L’Élysée est désormais le quartier général du soutien militaire allié à l’Ukraine. C’est en tout cas l’impression que veut donner Emmanuel Macron, alors que les portes du palais présidentiel français vont s’ouvrir devant Volodymyr Zelensky (ce vendredi 7 juin à 17h30) et Joe Biden (samedi 8 juin à la mi-journée).

Oubliés, les conciliabules téléphoniques interminables et infructueux du printemps 2022 avec Vladimir Poutine. Macron a avancé ses pions militaires un cran plus loin lors de son intervention télévisée du 6 juin, à l’issue des cérémonies de commémoration du 80e anniversaire du débarquement allié de 1944 en Normandie. La France livrera bientôt des avions Mirage 2000 à l’Ukraine, après avoir formé ses pilotes. Et elle est prête à prendre le commandement d’une coalition d’instructeurs qui seraient prochainement déployée dans la partie ouest du pays, en vue de former une brigade de 4 500 soldats.

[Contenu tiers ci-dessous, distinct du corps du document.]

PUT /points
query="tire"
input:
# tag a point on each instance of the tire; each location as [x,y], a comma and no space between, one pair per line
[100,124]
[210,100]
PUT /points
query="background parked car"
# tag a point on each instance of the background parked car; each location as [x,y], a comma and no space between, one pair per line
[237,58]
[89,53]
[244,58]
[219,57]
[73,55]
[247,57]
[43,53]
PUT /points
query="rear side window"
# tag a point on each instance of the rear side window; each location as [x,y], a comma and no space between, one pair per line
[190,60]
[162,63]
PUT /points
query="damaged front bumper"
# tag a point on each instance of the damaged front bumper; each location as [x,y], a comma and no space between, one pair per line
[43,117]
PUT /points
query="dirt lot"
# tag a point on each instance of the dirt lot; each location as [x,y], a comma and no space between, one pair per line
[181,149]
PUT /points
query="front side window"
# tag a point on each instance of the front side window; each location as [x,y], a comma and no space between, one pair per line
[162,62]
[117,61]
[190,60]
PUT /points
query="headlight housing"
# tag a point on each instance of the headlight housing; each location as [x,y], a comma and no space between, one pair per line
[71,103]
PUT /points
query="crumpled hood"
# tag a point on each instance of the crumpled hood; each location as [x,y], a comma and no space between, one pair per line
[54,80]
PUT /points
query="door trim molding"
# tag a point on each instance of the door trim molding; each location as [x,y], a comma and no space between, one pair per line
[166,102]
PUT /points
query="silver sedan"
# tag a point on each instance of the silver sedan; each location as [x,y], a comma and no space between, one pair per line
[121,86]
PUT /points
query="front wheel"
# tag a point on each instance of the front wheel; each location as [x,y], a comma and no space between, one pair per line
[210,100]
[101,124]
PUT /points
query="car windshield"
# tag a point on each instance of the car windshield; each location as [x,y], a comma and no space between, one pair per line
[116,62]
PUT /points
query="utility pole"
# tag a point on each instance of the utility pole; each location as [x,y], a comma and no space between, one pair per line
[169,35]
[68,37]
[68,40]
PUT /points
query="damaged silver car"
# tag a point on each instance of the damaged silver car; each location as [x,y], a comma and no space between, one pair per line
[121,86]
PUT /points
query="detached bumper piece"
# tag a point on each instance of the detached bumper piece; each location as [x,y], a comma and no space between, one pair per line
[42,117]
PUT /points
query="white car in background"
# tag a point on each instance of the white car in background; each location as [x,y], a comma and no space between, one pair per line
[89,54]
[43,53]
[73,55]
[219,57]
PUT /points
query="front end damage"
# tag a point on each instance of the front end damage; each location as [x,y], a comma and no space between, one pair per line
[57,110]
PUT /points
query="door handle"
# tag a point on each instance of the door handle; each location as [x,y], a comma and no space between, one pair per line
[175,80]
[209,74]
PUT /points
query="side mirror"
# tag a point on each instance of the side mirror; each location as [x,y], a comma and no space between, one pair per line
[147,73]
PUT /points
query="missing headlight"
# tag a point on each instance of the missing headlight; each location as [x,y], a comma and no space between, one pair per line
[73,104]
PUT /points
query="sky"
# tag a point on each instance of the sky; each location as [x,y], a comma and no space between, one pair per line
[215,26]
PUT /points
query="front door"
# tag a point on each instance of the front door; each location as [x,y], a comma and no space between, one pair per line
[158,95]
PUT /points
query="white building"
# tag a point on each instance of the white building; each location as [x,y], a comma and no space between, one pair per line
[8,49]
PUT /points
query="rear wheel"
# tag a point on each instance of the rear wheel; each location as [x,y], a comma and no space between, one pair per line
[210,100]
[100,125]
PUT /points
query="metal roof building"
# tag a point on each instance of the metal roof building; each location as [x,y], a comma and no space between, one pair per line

Le bilan des annonces du président français, qui a conclu la journée par une conférence de presse aux côtés de Volodymyr Zelensky, est le suivant: poursuite des cessions de matériel (missiles et bombes) qui ont «fait la différence», livraison de Mirage 2 000 après la formation de et de mécaniciens ukrainiens qui commencera «dès maintenant», participation à l’entrainement, la formation et l’équipement d’une brigade ukrainienne de 4 500 soldats, développement de coopérations d’industries de défense et mise en place de nouveaux outils pour accompagner la transformation économique de l’Ukraine avec un fonds de 200 millions d’euros pour les entreprises souhaitant investir dans le secteur de la santé ou du déminage…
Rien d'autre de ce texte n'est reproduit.